This guy just really, really wants to use his slide rule. A cheap gram-accurate scale and an electronic calculator are a more...scalable kitchen solution.
Also, not all ingredients in a recipe scale linearly--most notably spices, tinctures, and any fermentation components.
The point of the article is that he can set the C and D scales to the proportion he needs, one time, and then just move the slider around for each ingredient, rather than doing a different calculation for each ingredient. Knowing when to vary the proportion is just basic cooking knowledge which would have to be applied either way.
>The point of the article is that he can set the C and D scales to the proportion he needs, one time, and then just move the slider around for each ingredient, rather than doing a different calculation for each ingredient.
Is punching a number into a calculator and then multiplying by M (memory function, for the scale factor) really that much work than carefully sliding tithe slider into position and reading/eyeballing the output?

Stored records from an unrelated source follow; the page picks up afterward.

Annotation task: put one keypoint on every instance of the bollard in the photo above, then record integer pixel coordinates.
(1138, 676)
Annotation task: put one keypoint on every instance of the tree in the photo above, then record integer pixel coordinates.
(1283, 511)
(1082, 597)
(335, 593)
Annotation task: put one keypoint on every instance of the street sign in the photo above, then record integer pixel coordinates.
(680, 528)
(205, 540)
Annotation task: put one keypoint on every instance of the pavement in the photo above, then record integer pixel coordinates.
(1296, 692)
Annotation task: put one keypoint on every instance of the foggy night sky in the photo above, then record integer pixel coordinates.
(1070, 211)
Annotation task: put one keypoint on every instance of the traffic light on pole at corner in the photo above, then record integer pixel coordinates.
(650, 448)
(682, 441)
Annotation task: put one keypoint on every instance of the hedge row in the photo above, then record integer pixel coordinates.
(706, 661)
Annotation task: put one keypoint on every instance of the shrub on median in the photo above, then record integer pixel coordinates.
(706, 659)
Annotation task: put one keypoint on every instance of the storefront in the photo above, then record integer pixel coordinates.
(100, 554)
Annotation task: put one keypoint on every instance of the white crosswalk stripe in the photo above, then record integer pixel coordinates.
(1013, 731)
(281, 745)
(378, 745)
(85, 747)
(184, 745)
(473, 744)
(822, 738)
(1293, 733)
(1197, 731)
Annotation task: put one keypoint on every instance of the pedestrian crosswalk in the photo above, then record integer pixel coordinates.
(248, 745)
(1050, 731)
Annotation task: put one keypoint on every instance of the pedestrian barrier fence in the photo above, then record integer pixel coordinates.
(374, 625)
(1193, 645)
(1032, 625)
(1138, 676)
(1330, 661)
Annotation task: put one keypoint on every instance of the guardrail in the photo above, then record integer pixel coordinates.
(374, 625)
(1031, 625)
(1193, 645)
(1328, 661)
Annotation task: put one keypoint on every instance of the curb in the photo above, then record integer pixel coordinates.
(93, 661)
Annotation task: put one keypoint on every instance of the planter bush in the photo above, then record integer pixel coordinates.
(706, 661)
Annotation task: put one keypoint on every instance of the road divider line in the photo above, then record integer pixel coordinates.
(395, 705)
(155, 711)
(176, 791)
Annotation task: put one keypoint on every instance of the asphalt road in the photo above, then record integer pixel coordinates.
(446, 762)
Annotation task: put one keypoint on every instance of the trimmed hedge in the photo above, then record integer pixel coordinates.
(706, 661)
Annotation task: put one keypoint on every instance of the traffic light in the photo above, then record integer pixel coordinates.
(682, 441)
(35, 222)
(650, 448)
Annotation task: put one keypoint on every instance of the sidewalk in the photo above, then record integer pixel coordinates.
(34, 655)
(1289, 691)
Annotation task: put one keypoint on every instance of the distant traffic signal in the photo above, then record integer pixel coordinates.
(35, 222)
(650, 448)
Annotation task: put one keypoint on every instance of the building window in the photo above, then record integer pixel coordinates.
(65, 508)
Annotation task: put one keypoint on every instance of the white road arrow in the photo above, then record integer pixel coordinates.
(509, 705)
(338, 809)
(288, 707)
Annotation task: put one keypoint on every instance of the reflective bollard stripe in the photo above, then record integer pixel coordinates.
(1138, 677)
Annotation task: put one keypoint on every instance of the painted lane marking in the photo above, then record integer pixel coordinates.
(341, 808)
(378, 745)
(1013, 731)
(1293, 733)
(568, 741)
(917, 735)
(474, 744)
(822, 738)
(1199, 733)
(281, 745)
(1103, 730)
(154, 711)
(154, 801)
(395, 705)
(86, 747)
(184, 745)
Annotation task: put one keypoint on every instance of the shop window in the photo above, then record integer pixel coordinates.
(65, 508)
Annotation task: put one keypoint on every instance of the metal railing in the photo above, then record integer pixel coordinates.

Yeah. Heck, you can just prop the slide rule up somewhere and look at it without even moving the slider. No button punching required.
This is indeed the point. Even with messy hands you can just look at the slide rule and read off the right amounts. No need to touch the calculating device.
> Even with messy hands
Why would you do this while you're cooking? I do all of my calculations before I start, usually in front of a computer.
It's not at all more work... I agree with the OP, this is a guy who really wants to use his slide rule and is pushing it over other (better) solutions.
Compared to the suggestion of a calculator + scale (or a voice assistant, IMO), I think the annoying part is when you hit weird fractions, especially in the US.
Random dumb example: say you need 6/7ths of 3/4 of a tablespoon of table salt... or 0.64 tablespoons. That's not gonna be a common measuring device.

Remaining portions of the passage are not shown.